Sulla base di quanto affermato da questa Corte nelle piu’ recenti pronunce, l’art. 999 c.c. non solo non e’ stato abrogato dalla L. 3 maggio 1982, n. 203, art. 41 quanto alla “forma” del contratto di affitto posto in essere dall’usufruttuario, per la sua opponibilita’ al nudo proprietario, ma neppure dall’ari. 1, della stessa legge, quanto alla “durata” dei contratti di affitto.

Sarebbe infatti contraddittorio affermare, da un lato, che l’art. 999 c.c. prevede che i contratti di locazione conclusi dall’usufruttuario devono risultare (per essere opponibili al nudo proprietario) da atto pubblico o da scrittura privata avente data certa (malgrado la previsione della L. n. 203 del 1982, art. 41) e dall’altro, contemporaneamente invocare la parziale abrogazione dell’art. 999 c.c. nella parte in cui prevede una durata non superiore a cinque anni per i contratti risultanti da atto pubblico o da scrittura privata avente data certa . In realta’, o si ritiene, che “tutto” l’art. 999 c.c. sia stato abrogato, perche’ incompatibile con le disposizioni della L. n. 203 del 1982, ovvero, riconosciuta la specificita’ della disposizione del codice civile, che l’intero art. 999 c.c. sia ancora in vigore. Sotto tale profilo si ricorda che l’abrogazione tacita di una legge ricorre quando sussiste incompatibilita’ tra le nuove disposizioni e quelle precedenti, ovvero quando la nuova legge disciplina la materia gia’ regolata da quella anteriore, salvo che ad una legge speciale faccia seguito una nuova disciplina generale della materia (lex posterior generalis non derogat legi priori speciali: cfr. Cass. 26 aprile 2002, n. 6099, nonche’ Cass. 9 febbraio 1994, n. 1297 e Cass. 4 marzo 1993, n. 2611).

Nel caso in esame, la L. 3 maggio 1982, n. 203 detta la disciplina “generale” dei contratti agrari, mentre l’art. 999 c.c. e’ una norma “speciale”, rispetto ad essa, in quanto diretta a disciplinare, con riguardo al tempo della cessazione dell’usufrutto, i contratti di locazione conclusi dell’usufruttuario e non e’, pertanto, suscettibile di modifica per effetto della prima.
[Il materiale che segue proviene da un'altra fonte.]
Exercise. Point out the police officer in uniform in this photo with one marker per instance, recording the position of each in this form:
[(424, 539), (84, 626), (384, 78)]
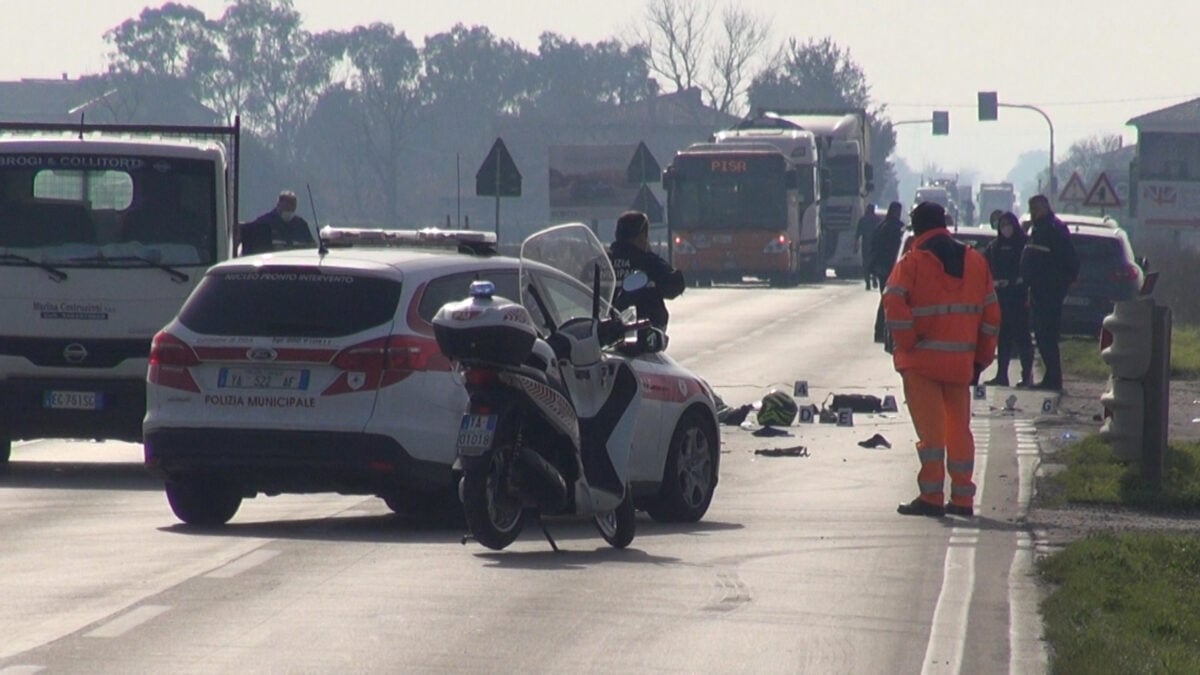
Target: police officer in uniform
[(631, 251), (1049, 266)]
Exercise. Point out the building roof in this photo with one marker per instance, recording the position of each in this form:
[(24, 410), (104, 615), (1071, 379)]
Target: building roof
[(1180, 118)]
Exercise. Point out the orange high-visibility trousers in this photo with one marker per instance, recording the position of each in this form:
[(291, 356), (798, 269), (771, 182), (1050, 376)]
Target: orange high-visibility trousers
[(941, 414)]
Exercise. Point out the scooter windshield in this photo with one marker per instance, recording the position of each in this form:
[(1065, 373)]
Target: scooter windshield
[(574, 250)]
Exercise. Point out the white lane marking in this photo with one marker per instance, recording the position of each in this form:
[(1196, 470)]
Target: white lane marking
[(947, 638), (243, 563), (948, 634), (127, 621), (1026, 650)]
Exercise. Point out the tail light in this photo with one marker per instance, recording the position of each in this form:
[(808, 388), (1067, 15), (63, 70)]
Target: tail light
[(384, 362), (684, 246), (1125, 273), (364, 357), (479, 376), (169, 360), (778, 245)]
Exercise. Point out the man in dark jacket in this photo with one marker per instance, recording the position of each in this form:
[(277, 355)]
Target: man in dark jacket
[(1049, 266), (277, 228), (885, 249), (631, 251), (1003, 256), (863, 234)]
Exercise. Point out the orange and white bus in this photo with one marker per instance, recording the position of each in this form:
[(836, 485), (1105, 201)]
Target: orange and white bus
[(745, 207)]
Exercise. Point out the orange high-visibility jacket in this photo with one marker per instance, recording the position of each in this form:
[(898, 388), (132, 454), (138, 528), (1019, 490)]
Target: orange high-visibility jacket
[(942, 324)]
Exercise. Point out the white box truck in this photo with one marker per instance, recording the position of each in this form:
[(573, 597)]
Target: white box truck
[(105, 230)]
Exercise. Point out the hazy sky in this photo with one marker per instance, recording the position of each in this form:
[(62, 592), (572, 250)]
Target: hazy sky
[(1090, 65)]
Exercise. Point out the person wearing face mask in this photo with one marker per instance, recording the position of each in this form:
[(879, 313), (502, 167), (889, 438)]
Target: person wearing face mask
[(277, 230), (1003, 256)]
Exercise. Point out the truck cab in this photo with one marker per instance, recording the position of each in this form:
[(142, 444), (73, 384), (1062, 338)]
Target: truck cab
[(105, 230)]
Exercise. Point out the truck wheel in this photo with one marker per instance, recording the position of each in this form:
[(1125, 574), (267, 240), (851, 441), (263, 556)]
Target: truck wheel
[(203, 501), (689, 478)]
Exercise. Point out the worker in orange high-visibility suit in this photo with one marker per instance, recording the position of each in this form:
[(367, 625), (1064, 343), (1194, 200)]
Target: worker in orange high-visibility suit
[(941, 308)]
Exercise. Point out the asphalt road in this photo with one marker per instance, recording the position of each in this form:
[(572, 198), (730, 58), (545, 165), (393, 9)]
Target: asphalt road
[(801, 566)]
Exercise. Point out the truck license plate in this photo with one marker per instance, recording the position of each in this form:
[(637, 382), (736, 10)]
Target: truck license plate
[(72, 400), (475, 434)]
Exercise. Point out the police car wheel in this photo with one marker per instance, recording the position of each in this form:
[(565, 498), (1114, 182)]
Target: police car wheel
[(203, 501)]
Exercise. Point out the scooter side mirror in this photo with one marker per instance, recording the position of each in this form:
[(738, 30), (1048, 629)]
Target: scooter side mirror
[(652, 340), (635, 281)]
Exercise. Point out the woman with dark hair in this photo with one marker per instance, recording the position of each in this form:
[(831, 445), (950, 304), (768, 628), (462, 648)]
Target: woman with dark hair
[(1005, 258)]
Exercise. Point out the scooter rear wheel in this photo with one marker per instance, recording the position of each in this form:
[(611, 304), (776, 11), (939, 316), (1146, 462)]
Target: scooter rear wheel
[(493, 518), (619, 525)]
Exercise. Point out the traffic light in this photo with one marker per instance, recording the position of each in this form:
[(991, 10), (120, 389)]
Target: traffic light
[(988, 106), (941, 123), (1126, 345)]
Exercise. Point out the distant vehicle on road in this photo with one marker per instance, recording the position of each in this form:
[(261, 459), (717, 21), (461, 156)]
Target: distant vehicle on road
[(1109, 272)]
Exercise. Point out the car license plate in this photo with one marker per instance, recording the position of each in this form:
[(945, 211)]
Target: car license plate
[(72, 400), (475, 434), (262, 378)]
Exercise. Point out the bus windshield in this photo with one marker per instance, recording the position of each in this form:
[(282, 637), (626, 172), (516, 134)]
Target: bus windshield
[(730, 192), (101, 210)]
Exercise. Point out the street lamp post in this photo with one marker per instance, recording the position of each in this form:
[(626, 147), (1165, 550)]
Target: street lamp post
[(988, 106), (1054, 180)]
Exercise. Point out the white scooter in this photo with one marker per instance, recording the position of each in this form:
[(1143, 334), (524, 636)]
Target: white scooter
[(553, 400)]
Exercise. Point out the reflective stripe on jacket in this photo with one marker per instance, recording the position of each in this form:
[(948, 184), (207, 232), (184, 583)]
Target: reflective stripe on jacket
[(941, 324)]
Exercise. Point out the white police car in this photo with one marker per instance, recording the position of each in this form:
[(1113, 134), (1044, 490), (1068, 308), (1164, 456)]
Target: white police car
[(315, 371)]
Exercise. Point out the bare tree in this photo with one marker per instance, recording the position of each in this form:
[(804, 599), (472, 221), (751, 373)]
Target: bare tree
[(676, 39), (743, 36)]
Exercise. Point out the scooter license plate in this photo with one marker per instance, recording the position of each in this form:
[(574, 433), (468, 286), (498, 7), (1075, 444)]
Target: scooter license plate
[(475, 434)]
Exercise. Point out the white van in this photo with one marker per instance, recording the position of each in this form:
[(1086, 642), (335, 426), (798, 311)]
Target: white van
[(105, 230)]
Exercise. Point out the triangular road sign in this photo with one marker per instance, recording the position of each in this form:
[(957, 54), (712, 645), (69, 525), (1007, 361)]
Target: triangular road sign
[(643, 167), (1074, 191), (1102, 193), (498, 175), (648, 204)]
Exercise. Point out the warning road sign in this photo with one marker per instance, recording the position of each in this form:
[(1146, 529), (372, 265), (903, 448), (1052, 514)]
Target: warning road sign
[(498, 175), (1074, 191), (1102, 193)]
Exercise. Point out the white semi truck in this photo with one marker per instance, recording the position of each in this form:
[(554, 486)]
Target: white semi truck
[(844, 143), (105, 230)]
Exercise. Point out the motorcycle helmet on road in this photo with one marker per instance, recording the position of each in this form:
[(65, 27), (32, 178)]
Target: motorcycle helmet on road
[(778, 410)]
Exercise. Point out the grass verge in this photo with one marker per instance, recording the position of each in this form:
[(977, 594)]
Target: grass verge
[(1081, 356), (1123, 603), (1093, 475)]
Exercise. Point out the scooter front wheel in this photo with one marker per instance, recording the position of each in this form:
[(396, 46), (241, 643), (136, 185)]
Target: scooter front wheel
[(619, 525), (493, 517)]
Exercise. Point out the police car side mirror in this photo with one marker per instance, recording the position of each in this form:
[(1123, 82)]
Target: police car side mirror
[(635, 281)]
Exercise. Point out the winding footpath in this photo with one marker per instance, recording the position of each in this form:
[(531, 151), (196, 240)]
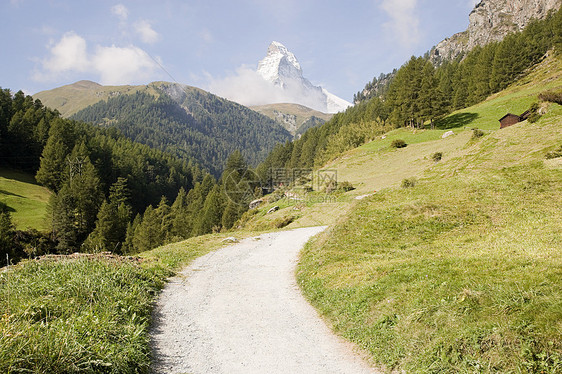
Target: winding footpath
[(239, 310)]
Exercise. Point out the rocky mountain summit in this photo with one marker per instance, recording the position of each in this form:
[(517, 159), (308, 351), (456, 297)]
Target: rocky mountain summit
[(492, 20), (282, 69)]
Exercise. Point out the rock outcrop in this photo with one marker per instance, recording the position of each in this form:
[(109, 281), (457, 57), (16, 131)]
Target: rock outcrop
[(492, 20)]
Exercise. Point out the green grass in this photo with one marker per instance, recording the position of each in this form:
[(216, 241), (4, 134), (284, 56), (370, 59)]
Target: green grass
[(77, 315), (27, 201), (87, 314), (460, 273)]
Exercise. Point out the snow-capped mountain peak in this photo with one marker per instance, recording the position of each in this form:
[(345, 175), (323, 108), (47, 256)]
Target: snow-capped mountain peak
[(279, 63), (281, 68)]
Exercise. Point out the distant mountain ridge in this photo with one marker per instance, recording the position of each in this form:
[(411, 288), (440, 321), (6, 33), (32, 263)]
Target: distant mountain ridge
[(492, 20), (295, 118), (282, 69), (183, 120)]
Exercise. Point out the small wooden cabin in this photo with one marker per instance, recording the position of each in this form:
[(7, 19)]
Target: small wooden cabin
[(511, 119)]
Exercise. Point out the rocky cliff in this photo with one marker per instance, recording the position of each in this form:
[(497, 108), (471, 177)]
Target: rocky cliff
[(492, 20)]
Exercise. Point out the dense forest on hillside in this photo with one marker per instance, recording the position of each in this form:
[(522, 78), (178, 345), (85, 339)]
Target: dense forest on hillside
[(420, 94), (109, 193), (193, 124)]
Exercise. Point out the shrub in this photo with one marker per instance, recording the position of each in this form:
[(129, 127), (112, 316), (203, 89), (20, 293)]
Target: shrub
[(534, 117), (281, 222), (409, 182), (345, 186), (551, 96), (477, 133), (437, 156), (554, 154)]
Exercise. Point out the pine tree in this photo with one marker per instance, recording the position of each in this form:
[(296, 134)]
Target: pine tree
[(6, 236), (53, 165), (211, 217), (148, 233)]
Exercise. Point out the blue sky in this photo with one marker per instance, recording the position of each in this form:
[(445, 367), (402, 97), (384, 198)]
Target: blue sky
[(340, 45)]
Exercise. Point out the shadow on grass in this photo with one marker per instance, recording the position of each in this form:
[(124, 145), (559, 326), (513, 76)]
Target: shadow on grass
[(4, 192), (5, 208), (456, 120)]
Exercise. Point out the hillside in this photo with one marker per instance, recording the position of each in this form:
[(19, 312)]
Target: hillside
[(185, 121), (457, 271), (490, 21), (72, 98), (26, 200), (449, 265), (294, 118)]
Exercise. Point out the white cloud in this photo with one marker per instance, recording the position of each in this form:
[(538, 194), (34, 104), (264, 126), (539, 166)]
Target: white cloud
[(112, 65), (68, 54), (146, 32), (120, 11), (118, 65), (206, 36), (247, 87), (404, 22)]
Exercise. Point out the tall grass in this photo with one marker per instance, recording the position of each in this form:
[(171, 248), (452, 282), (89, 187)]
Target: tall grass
[(85, 315), (456, 275)]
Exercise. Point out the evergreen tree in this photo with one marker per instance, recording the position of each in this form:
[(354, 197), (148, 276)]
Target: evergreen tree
[(148, 233), (6, 236), (53, 165), (211, 217)]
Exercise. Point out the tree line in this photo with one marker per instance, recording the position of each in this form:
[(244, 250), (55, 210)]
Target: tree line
[(109, 192), (420, 94), (198, 126)]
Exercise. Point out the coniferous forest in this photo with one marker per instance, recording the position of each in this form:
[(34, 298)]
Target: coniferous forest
[(109, 193), (146, 171), (193, 124), (420, 94)]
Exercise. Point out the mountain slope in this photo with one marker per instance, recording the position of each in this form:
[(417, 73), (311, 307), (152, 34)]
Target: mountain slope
[(281, 68), (294, 118), (461, 266), (184, 120), (25, 199), (72, 98), (492, 20)]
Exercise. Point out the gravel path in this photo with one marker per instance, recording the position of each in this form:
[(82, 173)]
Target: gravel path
[(239, 310)]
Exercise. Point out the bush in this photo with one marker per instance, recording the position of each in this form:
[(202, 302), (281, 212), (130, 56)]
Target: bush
[(554, 154), (409, 182), (477, 133), (345, 186), (551, 96), (437, 156), (534, 117)]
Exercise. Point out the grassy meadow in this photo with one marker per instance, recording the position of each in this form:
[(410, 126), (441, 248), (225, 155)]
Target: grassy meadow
[(26, 200), (87, 314), (460, 273)]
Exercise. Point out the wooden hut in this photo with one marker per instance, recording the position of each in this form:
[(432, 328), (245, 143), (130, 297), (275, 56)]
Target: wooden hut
[(510, 119)]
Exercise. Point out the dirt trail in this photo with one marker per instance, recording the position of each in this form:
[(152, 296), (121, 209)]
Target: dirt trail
[(239, 310)]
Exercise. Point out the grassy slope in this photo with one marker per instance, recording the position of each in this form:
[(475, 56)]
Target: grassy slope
[(462, 272), (87, 314), (26, 200), (72, 98)]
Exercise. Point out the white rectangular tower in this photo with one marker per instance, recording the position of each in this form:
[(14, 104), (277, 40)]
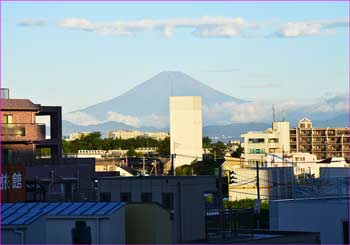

Da quanto precede, poiche” i giudici del merito non si sono attenuti i principi di diritto sopra enunciati, e in forza dei quali, in particolare, l’art. 999 c.c., comma 1, non e’ stato abrogato o modificato per effetto della L. 3 maggio 1982, n. 203, la sentenza impugnata deve essere cassata. Non essendo, peraltro, necessari ulteriori accertamenti di fatto, la causa puo’ essere decisa nel merito, ai sensi dell’art. 384 c.p.c., comma 1, ultima parte.

Accertato, in particolare, che il contratto con il quale G. M. affitto’ il fondo per cui e’ controversia fu stipulato il 1 febbraio 1992 con gli usufruttuari T. e C. e che il diritto di usufrutto si e’ consolidato alla nuda proprieta’ a seguito della morte dell’ultima concedente C. (*****), deve dichiararsi che il contratto in questione e’ cessato al termine del quinto anno successivo alla data della morte della predetta C. (*****).

Segue la condanna del controricorrente G.M. al pagamento delle spese del presente giudizio di cassazione e del giudizio di appello, liquidate come in dispositivo.

P.Q.M.

La Corte Suprema di Cassazione, Terza Sezione Civile, accoglie il ricorso e cassa senza rinvio la sentenza impugnata; decidendo nel merito, dichiara cessato il contratto di affitto al 10 novembre 2001;

condanna il controricorrente G.M. al pagamento delle spese del giudizio di cassazione, che liquida in complessivi Euro 3.200,00 dei quali Euro 3.000,00 per onorari, oltre spese generali e accessori come per legge; liquida le spese del giudizio di appello in complessivi Euro 4.000,00, oltre spese generali e accessori come per legge.

Cosi’ deciso in Roma, il 17 novembre 2009.